Consider now a space with finitely generated homology in each degree. Then the Steenrod algebra acts on homology by duality, and dualizing this gives that the dual Steenrod algebra $\mathcal{A}^{\vee}$ coacts on the completed cohomology ring; that is, there is a map $$ H^*X \to H^*X \hat{\otimes} \mathcal{A}^{\vee}$$ which is in fact a morphism of rings, and makes appropriate diagrams commute for products in $X$. It follows that when $X$ is a H space, and $H^*X$ is a Hopf algebra, then we have a coaction of $\mathcal{A}^{\vee}$ on the completed cohomology ring $H^{\star \star}X$ (or something like that). Anyway, the upshot of this is that $\mathrm{Spec} \mathcal{A}^{\vee}$ is a (noncommutative) group scheme because of the Hopf algebra structure, and what we really have is an action of this group scheme (in some sense, at least) on the formal scheme $\mathrm{Sppf} H^{\star \star}(X)$.
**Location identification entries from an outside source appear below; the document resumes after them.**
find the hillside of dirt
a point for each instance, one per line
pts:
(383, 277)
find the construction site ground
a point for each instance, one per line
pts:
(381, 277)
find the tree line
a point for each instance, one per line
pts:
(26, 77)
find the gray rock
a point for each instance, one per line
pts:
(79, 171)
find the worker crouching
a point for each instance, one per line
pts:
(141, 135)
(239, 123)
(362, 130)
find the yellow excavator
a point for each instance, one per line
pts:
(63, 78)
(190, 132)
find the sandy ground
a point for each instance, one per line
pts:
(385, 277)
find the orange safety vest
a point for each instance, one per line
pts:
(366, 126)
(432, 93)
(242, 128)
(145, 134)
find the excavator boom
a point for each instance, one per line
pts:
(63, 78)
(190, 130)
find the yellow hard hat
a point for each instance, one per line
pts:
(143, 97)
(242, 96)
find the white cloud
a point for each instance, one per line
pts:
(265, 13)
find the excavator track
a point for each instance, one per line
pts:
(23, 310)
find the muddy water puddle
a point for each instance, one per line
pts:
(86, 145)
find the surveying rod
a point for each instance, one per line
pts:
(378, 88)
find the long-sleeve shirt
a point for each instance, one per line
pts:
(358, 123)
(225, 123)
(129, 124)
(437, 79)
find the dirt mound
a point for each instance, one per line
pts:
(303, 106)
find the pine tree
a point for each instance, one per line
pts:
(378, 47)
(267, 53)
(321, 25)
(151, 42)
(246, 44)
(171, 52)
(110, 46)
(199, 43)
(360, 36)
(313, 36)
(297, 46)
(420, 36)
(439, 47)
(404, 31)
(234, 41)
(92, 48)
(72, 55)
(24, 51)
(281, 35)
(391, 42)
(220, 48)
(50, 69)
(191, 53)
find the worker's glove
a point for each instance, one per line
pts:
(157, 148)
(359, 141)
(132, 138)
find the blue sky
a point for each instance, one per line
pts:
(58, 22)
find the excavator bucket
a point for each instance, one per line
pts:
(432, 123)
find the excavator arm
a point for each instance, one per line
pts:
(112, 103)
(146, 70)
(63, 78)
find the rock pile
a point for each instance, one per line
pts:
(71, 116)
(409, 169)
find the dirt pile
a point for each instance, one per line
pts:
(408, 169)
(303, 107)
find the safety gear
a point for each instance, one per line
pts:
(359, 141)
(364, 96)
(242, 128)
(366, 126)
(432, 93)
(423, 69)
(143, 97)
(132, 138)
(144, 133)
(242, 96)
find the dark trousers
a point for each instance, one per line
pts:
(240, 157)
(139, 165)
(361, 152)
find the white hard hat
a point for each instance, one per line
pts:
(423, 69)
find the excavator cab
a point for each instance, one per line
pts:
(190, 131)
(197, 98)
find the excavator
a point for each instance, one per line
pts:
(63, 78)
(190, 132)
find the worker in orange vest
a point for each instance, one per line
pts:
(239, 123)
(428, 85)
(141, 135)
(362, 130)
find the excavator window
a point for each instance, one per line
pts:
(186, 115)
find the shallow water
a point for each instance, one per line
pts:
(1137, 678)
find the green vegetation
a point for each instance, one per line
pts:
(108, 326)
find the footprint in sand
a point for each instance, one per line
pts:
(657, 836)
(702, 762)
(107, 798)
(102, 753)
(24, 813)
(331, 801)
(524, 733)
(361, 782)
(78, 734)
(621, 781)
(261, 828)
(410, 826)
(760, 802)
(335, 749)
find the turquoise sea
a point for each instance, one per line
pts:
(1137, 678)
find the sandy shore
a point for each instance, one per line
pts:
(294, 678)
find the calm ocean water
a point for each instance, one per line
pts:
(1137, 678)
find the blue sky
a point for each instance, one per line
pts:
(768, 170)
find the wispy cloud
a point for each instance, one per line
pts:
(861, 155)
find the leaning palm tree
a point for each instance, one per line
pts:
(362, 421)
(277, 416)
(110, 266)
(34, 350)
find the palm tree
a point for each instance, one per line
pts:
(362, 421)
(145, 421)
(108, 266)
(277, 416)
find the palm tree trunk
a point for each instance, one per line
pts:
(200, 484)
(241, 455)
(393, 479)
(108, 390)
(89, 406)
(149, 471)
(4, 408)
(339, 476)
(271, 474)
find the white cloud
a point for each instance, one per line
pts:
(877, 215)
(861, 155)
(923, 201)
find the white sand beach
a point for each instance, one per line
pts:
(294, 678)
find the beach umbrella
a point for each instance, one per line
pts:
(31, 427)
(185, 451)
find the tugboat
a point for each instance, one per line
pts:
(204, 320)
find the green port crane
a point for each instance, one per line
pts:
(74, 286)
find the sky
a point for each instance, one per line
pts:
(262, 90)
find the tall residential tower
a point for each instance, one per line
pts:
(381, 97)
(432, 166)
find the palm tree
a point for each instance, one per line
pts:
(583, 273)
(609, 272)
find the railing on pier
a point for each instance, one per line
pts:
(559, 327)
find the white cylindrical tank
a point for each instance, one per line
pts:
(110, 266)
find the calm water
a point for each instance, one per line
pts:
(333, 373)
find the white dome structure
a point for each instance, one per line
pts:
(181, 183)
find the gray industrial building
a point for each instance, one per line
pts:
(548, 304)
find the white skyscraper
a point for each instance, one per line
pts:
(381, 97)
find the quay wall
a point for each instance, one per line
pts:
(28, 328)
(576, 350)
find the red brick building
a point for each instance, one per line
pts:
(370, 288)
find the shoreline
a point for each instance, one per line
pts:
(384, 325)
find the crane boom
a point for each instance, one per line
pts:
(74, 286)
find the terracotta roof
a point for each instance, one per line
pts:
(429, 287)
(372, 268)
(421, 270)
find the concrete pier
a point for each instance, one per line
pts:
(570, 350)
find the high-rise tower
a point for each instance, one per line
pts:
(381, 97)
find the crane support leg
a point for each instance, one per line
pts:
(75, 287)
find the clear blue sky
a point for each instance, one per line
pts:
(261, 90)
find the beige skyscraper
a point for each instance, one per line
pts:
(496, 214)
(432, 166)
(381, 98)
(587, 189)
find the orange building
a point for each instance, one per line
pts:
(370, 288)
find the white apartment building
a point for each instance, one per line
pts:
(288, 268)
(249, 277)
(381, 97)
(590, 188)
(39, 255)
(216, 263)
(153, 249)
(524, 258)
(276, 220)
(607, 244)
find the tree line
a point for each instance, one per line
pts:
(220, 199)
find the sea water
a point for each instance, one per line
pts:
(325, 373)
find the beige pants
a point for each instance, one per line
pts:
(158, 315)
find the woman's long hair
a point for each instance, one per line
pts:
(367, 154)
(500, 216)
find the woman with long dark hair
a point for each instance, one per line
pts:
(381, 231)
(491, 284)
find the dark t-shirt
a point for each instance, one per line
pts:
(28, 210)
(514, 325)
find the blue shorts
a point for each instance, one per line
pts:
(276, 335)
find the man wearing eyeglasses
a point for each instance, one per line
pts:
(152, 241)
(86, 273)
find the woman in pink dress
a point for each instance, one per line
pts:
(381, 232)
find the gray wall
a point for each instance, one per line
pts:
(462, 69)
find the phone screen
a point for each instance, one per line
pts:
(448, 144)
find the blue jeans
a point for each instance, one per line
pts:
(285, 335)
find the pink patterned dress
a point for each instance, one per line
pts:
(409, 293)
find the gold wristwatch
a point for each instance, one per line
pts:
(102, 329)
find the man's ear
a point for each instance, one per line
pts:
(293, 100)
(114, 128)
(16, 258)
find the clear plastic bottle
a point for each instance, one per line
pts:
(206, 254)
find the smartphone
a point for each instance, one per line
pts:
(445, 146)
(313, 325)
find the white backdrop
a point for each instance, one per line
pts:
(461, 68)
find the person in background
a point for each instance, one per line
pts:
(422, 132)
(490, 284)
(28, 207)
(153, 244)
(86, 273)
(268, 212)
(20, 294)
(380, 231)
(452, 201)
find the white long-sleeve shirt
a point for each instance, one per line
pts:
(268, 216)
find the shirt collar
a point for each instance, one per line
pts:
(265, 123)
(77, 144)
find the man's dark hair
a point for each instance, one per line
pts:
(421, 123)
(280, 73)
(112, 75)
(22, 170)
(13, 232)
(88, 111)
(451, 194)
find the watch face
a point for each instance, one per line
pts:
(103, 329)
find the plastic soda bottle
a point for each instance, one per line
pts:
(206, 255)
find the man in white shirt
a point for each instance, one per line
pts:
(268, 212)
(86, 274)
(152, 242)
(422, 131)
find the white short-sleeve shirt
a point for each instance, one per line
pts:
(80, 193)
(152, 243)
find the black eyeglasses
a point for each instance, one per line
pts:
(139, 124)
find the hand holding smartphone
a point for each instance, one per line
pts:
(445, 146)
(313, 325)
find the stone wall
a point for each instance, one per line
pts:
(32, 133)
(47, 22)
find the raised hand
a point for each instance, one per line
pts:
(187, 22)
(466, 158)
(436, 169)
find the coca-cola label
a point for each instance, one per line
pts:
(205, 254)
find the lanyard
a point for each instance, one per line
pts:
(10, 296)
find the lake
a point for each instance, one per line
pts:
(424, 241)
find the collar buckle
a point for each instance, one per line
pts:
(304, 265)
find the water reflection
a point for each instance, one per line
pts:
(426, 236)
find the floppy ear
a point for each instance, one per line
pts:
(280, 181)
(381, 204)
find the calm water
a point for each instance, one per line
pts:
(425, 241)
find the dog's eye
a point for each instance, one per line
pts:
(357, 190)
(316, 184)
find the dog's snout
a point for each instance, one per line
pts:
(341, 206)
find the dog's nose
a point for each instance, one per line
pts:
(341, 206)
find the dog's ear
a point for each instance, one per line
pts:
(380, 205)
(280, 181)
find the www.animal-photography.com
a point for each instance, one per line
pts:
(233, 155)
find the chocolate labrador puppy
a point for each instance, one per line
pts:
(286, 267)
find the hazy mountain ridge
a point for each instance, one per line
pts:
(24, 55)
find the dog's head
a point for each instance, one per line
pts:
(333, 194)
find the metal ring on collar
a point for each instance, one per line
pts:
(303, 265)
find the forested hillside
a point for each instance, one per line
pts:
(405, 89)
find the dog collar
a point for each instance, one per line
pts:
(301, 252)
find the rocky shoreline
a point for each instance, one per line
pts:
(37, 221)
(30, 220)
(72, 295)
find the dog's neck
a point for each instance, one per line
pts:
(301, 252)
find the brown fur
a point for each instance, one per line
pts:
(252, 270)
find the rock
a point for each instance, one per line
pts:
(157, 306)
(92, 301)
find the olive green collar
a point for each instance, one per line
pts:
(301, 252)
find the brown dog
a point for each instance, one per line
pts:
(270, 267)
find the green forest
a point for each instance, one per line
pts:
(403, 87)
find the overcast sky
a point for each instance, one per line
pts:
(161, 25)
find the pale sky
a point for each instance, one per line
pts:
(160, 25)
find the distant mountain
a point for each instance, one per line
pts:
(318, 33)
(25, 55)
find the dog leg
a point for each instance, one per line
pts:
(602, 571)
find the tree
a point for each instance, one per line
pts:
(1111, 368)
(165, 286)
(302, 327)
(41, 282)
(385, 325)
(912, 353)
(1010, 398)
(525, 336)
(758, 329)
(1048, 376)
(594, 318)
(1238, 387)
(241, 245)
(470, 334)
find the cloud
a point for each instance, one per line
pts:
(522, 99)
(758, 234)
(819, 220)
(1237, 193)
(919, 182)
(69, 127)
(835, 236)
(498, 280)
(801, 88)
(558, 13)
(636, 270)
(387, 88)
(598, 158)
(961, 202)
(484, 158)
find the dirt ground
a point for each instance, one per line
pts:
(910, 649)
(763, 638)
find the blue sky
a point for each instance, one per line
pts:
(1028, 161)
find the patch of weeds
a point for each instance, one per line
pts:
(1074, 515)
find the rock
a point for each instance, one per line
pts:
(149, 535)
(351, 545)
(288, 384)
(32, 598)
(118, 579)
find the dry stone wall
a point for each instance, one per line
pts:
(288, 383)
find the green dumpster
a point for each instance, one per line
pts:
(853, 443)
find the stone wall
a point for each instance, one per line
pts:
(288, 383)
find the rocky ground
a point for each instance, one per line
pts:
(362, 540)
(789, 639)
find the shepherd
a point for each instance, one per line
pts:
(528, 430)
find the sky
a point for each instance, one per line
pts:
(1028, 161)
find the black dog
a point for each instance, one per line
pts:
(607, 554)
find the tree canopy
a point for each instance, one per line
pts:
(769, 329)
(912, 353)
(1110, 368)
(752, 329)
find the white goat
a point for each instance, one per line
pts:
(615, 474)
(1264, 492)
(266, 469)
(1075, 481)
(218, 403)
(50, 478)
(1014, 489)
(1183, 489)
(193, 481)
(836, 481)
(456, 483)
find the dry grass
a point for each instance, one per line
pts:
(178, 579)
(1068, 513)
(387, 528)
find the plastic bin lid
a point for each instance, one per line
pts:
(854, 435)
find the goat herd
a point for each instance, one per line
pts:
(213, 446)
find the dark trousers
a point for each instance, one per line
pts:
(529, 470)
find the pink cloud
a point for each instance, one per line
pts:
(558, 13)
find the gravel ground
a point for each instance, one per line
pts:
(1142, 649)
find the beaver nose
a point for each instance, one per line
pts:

In the case where $X = \mathbb{RP}^\infty$, then the formal scheme just described is the formal additive group. Milnor's paper "The Steenrod algebra and its dual" shows that $\mathrm{Spec} \mathcal{A}^{\vee}$ is precisely the automorphism group scheme of this (i.e. a polynomial ring on variables in each power of $2$ minus one). This is established by computation in Milnor's paper.

**Q1:** Is there a high-concept explanation of why this should the case?

**Q2:** What's the analog in characteristic $p \neq 2$?